4.6. Power analysis by simulation#

We can think about theh Hypothesis Testing framework as a 2x2 grid - two possible states of reality and two (matching or non-matching) conclusions.

https://raw.githubusercontent.com/jillxoreilly/StatsCourseBook_2024/main/images/t1t2_error.png

In general, null hypothesis testing concerns one state of reality - that is we assume the null is true

In contrast, power analysis concerns the other possible state of reality - we assume \(\mathcal{H_a}\) is true

In this notebook, focussing on an example of a correlation, we illustrate these hypothetical states of the world by generate two populations of ‘data’ from alternative realities:

  • A null population in which \(\mathcal{H_o}\) is true, and

  • A correlated population in which \(\mathcal{H_a}\) is true.

We will work with correlation (Pearson’s \(r\)), although later we will see that the same approach can be used for difference of means/ the \(t\)-test.

We can then:

  • work out the proportion of false positives we get if \(\mathcal{H_o}\) is true (by drawing many samples from the null population)

  • work out the proportion of false negatives we get if \(\mathcal{H_a}\) is true (by drawing many samples from the null population)

The latter gives us the power of the analysis.

Although we we later see that power analysis can be run using a built-in function in Python library statsmodels, it is useful to understand conceptually the simulation approach, as this gives an idea of what power analysis actually is

4.6.1. Set up Python libraries#

As usual, run the code cell below to import the relevant Python libraries

# Set-up Python libraries - you need to run this but you don't need to change it
import numpy as np
import matplotlib.pyplot as plt
import scipy.stats as stats
import pandas as pd
import seaborn as sns
sns.set_theme(style='white')
import statsmodels.api as sm
import statsmodels.formula.api as smf

4.7. Example#

I collect data on end-of year exam scores in Maths and French for 50 high school studehts. Then I calculate the correlation coefficient, Pearson’s \(r\), between Maths and French scores across my sample of \(n=50\) participants.
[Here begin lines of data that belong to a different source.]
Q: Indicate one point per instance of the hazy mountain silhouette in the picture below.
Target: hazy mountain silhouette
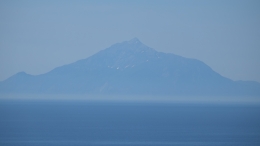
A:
(131, 68)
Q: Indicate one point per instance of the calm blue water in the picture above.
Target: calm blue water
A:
(79, 123)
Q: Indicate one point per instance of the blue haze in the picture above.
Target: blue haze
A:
(37, 36)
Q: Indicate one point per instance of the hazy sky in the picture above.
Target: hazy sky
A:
(37, 36)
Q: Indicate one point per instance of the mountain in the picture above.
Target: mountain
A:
(131, 68)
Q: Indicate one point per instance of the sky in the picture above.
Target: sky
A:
(37, 36)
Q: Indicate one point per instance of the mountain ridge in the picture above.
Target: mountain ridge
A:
(131, 67)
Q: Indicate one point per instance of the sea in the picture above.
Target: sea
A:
(31, 122)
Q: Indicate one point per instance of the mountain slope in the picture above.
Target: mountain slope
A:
(131, 67)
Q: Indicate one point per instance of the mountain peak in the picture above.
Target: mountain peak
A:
(134, 41)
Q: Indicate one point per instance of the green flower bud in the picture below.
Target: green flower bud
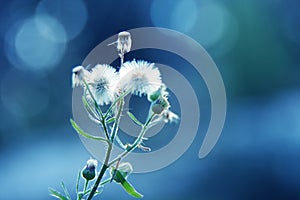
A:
(159, 105)
(89, 171)
(125, 169)
(161, 92)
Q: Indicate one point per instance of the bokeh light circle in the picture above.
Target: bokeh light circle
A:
(22, 96)
(72, 14)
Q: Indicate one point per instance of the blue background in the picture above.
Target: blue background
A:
(255, 45)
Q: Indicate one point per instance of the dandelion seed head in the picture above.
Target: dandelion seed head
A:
(92, 163)
(124, 42)
(139, 77)
(169, 116)
(102, 81)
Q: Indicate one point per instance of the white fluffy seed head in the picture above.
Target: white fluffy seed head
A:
(103, 80)
(139, 77)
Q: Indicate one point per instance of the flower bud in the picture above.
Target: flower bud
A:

  • \(\mathcal{H_0}\) Under the null hypothesis there is no correlation between maths scores and French scores

  • \(\mathcal{H_a}\) Under the alternative hypothesis, there is a positive correlation

This is a one-tailed test, at the \(\alpha=0.05\) level

I observe a correlation of \(r=0.25\) (this is my effect size)

Can I trust this result?

4.7.1. Eyeballing the data#

What does a correlation of 0.25 look like for 50 data points? Here are some examples of datasets that actually have r=0.25:

https://raw.githubusercontent.com/jillxoreilly/StatsCourseBook/main/images/r25_examples.png

Would you trust those correlations?

4.7.2. Simulating the population#

  • A false positive (type I error) occurs when we get a significant correlation in a sample, even though there is no true correlation in the population

  • A false negative (type II error) occurs when we fail to get a significant correlation in a sample, even though there is a true correlation in the population

To understand the relationship between these two types of error, we are going to generate two ‘populations’ of data

  • A ‘null population’ where the true correlation \(\rho=0\)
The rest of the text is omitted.